# Reciprocity



## Moving (Mar 9, 2010)

Hi all
I am hoping someone can help me with my question about reciprocity.  I am currently an NREMT-B and Colorado Certified EMT-B.  I am looking at moving soon, but I am not exactly sure where, generally I am looking at the great lakes area/ the northern states.  I am especially looking in Michigan, Ohio, Pennsylvania, and Wisconsin, but also Minnesota,  Vermont, Maine, New York state, places in those areas.  I am having trouble finding out which states would recognize my certification and give me reciprocity.. most jobs require you to have their states certification, but for certification in many states, you are required to live there or have a job offer.  I know Ohio would require me to take an advanced airway class (about 12 hours) before certifying me, but I am not sure about the others. I am especially trying to find out which would require me to take additional classes or exams.  
Thanks!


----------



## EMSLaw (Mar 9, 2010)

If you have your NREMT or state cert, Pennsylvania doesn't require you to retest.  Their information is here.

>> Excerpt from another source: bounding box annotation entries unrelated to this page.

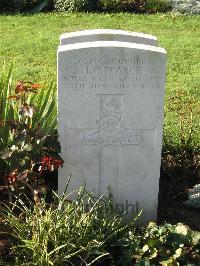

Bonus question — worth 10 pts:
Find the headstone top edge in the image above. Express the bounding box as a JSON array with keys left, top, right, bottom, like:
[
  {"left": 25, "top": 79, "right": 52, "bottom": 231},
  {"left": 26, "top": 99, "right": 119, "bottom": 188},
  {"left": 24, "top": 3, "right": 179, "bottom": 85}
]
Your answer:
[
  {"left": 58, "top": 41, "right": 167, "bottom": 54},
  {"left": 60, "top": 29, "right": 157, "bottom": 41}
]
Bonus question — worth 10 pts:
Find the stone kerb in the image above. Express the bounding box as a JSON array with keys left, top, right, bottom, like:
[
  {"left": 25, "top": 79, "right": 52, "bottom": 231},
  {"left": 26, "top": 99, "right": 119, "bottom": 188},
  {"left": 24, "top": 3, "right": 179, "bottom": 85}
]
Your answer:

New York won't grant you reciprocity on just an NREMT cert, but will if you have a state certification.  Their rules are byzantine, as New York is wont to be, so, take a look here. You have to live, be going to school, or have a job offer in New York.


----------



## rescue99 (Mar 9, 2010)

Moving said:


> Hi all
> I am hoping someone can help me with my question about reciprocity.  I am currently an NREMT-B and Colorado Certified EMT-B.  I am looking at moving soon, but I am not exactly sure where, generally I am looking at the great lakes area/ the northern states.  I am especially looking in Michigan, Ohio, Pennsylvania, and Wisconsin, but also Minnesota,  Vermont, Maine, New York state, places in those areas.  I am having trouble finding out which states would recognize my certification and give me reciprocity.. most jobs require you to have their states certification, but for certification in many states, you are required to live there or have a job offer.  I know Ohio would require me to take an advanced airway class (about 12 hours) before certifying me, but I am not sure about the others. I am especially trying to find out which would require me to take additional classes or exams.
> Thanks!



http://www.michigan.gov/mdch/0,1607,7-132-2946_5093_28508-47476--,00.html

Here's a place to start for Michigan.


----------



## Sodapop (Mar 10, 2010)

This may have some answers or at least contact information for each state you are considering.

http://www.emtlife.com/showthread.php?t=5176


----------